Canis familiaris, commonly known as the domestic dog, is a subspecies of the gray wolf (Canis lupus) and one of the most widely kept companion animals worldwide.
This versatile species has been selectively bred for a variety of purposes, including companionship, herding, hunting, and service roles.
Canis familiaris, or the dog, demonstrates a remarkable diversity in size, appearance, and behavior, making it a fascinating subject for research across multiple disciplines.
Whether exploring the complexities of canine cognition, investigating canine health and disease, or studying the unique bond between humans and their canine companions, the domestic dog offers a wealth of opportunities for scientific discovery and advancement.

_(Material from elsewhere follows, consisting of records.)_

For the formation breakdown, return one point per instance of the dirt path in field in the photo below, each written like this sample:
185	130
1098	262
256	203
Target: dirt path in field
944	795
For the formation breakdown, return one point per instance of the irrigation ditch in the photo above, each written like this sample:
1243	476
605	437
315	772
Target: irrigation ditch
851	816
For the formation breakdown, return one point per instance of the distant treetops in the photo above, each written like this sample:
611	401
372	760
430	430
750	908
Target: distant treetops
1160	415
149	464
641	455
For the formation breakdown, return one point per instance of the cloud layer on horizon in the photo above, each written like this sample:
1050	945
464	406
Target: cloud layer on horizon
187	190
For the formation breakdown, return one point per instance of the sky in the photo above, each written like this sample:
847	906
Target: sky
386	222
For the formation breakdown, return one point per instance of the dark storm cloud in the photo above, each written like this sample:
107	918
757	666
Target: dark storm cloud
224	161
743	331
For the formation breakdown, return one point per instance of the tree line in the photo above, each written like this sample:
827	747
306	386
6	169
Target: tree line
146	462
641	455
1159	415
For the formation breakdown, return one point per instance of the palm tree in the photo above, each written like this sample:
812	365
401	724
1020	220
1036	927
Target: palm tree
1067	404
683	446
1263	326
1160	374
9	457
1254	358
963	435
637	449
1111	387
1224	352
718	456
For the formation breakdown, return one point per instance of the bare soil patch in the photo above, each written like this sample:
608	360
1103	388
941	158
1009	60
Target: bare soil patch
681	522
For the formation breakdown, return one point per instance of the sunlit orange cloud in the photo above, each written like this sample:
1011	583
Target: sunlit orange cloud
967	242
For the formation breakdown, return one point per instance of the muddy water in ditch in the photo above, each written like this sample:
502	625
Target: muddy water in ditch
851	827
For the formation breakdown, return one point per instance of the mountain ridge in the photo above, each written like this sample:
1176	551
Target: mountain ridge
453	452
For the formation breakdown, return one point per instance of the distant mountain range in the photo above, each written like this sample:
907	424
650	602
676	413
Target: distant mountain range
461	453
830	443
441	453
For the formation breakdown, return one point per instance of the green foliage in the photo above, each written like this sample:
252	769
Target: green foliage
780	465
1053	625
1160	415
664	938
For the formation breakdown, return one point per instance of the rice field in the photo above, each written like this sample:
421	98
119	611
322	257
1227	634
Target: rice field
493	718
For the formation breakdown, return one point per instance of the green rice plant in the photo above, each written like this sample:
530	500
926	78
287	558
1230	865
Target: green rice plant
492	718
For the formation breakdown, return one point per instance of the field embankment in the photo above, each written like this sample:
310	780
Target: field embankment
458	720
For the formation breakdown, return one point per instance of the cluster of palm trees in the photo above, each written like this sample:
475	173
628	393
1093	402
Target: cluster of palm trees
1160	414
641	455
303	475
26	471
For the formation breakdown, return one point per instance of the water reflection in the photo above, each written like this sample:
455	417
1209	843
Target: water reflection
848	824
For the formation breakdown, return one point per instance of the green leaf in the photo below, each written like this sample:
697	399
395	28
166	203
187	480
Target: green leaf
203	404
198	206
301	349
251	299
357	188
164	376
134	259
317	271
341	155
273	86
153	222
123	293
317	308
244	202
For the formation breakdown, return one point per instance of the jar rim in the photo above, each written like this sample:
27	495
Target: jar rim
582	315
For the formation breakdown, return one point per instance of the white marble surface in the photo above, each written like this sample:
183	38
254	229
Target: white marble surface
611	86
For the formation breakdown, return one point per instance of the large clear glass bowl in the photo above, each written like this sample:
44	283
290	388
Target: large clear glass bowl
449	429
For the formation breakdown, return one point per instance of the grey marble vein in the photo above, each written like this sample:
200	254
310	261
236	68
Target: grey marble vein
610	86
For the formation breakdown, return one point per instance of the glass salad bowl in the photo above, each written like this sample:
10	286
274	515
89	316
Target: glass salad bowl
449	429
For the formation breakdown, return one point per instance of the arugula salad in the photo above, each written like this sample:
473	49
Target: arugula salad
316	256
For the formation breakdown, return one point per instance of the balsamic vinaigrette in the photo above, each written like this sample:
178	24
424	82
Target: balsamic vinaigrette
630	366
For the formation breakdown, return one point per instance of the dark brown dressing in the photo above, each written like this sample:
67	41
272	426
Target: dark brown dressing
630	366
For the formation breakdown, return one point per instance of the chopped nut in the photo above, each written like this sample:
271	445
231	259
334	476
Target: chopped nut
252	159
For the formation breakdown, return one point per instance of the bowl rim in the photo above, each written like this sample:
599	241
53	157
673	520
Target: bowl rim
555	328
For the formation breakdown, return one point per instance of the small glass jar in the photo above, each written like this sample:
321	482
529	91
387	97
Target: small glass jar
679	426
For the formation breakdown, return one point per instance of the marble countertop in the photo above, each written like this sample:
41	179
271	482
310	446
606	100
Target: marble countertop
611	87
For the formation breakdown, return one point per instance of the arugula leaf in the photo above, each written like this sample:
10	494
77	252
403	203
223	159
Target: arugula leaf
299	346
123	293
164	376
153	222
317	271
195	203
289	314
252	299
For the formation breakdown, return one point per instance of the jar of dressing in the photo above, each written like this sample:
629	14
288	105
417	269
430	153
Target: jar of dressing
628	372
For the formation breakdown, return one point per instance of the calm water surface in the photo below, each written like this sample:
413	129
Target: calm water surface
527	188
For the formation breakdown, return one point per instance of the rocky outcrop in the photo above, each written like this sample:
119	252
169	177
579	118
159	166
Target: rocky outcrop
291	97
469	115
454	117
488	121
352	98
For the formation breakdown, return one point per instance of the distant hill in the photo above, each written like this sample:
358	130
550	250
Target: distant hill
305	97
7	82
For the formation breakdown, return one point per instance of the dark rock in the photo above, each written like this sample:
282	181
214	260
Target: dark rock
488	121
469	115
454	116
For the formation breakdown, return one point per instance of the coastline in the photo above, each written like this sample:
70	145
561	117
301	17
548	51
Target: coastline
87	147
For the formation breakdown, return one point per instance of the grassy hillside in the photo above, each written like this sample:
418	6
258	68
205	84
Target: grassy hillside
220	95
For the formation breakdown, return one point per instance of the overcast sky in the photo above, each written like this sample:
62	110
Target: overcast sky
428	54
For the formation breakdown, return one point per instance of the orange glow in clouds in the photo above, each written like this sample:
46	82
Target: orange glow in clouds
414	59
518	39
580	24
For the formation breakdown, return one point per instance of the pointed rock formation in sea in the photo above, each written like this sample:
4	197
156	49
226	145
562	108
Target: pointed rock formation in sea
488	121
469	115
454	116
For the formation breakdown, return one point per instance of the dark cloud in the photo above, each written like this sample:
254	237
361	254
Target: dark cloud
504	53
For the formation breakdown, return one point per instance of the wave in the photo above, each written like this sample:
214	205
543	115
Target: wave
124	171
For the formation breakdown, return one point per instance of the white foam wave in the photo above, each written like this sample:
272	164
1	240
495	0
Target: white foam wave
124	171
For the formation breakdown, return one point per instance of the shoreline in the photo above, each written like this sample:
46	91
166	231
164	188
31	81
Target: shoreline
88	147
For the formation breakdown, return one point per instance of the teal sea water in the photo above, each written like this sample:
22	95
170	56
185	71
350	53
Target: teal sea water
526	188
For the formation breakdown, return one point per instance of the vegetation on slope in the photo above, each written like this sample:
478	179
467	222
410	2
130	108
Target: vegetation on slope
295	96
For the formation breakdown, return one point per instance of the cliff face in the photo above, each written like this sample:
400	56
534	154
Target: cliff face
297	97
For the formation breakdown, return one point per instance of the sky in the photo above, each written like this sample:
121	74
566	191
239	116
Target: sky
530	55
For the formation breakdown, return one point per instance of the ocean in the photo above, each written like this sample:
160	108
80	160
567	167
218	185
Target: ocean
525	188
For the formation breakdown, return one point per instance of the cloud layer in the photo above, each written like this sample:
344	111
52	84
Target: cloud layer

Researchers often utilize various cell culture media and reagents, such as Fetal Bovine Serum (FBS), Dulbecco's Modified Eagle Medium (DMEM), Streptomycin, Penicillin/Streptomycin, Penicillin, RNeasy Mini Kit, L-glutamine, TRIzol reagent, and Lipofectamine 2000, to support their studies on Canis familiaris.
The domestic dog, or Canis lupus familiaris, is a versatile and captivating subject of study, with applications ranging from veterinary medicine and animal behavior to genetics and evolutionary biology.
Researchers can leverage the latest tools and techniques to unravel the mysteries of this fascinating species and advance our understanding of the unique bond between humans and their canine companions.